The internal carotid artery typically has low resistance to flow, with the spectral waveform showing a brisk upstroke and antegrade flow throughout diastole ( Fig. 6.1 ). The external carotid artery has a smaller diameter than the internal carotid artery at the carotid bulb but a similar diameter more distally ( Fig. 6.2 ). The external carotid artery has flow characteristics similar to most peripheral arteries, with a triphasic spectral waveform: brisk forward upstroke, retrograde flow in early diastole, and antegrade flow in late diastole ( Fig. 6.3 ). The waveform in the external carotid artery may show lower resistance if the external carotid artery has developed collateral flow to the intracranial circulation, making it more difficult to tell whether the artery is the internal or external carotid. In this case, a temporal tap may be used to confirm that the external carotid artery is being evaluated ( Fig. 6.4 ). While monitoring the waveform in the artery, the ipsilateral superficial temporal artery (anterior to the ear) is rapidly compressed with the examiner’s finger; oscillations will be visible on the spectral waveform if the artery being evaluated is the external carotid. The common carotid artery supplies flow to both the internal and external carotid arteries; therefore its waveform will be a hybrid between a low-resistance and high-resistance pattern ( Fig. 6.5 ). However, as the internal carotid artery carries much more volume than the external carotid artery, the common carotid artery typically has a relatively low-resistance pattern.
Pathology
Carotid Stenosis
The diagnosis of carotid stenosis is primary based on spectral analysis for measuring flow velocities. Although B-mode imaging will identify plaque, ultrasound imaging alone is not accurate for measuring carotid stenosis.

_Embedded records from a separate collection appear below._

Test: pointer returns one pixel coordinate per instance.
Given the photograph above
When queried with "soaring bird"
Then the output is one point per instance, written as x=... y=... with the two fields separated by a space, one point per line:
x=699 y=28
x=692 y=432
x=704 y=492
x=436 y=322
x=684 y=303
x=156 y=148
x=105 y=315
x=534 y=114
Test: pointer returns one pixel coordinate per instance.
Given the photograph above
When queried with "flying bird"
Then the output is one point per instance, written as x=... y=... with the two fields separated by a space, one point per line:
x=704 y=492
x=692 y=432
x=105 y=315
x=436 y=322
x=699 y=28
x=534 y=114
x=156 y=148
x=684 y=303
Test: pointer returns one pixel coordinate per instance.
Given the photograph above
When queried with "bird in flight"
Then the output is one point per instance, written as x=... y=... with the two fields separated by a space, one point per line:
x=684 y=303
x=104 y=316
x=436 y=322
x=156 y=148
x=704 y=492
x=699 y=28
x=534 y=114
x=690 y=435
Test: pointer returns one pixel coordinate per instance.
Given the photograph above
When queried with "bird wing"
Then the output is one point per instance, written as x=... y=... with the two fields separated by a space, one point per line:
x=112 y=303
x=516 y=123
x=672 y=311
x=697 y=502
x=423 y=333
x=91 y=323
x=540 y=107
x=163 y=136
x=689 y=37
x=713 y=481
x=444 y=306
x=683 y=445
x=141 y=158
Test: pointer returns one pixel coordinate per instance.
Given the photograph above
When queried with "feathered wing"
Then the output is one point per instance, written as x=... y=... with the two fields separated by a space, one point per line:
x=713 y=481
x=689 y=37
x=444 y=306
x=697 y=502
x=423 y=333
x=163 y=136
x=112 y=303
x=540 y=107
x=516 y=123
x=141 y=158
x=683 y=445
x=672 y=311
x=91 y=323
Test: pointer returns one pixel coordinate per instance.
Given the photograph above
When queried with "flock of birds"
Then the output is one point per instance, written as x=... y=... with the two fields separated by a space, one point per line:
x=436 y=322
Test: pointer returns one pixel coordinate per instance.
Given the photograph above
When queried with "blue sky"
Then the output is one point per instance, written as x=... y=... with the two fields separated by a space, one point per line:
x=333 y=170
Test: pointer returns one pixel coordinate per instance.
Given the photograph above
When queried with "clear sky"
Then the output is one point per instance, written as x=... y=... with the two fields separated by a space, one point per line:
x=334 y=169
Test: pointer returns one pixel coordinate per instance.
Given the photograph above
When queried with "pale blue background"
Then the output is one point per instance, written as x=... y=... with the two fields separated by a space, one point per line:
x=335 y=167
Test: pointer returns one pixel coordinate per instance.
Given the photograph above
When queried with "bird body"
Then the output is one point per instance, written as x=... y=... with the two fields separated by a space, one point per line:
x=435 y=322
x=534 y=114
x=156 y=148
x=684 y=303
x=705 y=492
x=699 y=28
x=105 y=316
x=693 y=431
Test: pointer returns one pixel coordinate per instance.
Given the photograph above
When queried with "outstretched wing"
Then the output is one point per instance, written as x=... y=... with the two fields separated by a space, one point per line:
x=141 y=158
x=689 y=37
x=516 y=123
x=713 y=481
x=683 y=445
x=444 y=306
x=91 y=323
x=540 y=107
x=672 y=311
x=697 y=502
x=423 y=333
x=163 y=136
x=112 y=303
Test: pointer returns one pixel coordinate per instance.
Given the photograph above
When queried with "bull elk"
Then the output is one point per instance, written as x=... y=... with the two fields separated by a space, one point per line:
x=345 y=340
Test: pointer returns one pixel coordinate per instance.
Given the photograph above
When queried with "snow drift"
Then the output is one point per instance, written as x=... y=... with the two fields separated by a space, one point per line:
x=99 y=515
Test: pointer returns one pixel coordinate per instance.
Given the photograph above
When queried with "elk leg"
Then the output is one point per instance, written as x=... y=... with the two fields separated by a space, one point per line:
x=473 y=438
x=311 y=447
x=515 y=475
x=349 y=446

A stenosis in the internal carotid artery will lead to turbulent flow patterns. At a moderate degree of stenosis, the peak systolic velocity will be elevated ( Fig. 6.6 ). A more severe stenosis will elevate the end diastolic velocity ( Fig. 6.7 ). The ratio between the peak systolic velocity in the internal carotid artery and the peak systolic velocity in the common carotid artery is also useful. Various criteria have been proposed to define the degree of stenosis in the internal carotid artery; the two most commonly used criteria are presented in Tables 6.1 and 6.2 . When the internal carotid artery is occluded, the waveforms in the common carotid artery will assume a pattern similar to that in the external carotid artery ( Fig. 6.8 ). There are no validated criteria to define the degree of stenosis in the common or external carotid arteries. However, a stenosis in these arteries may be inferred by a focal increase in the peak systolic velocity and turbulent flow.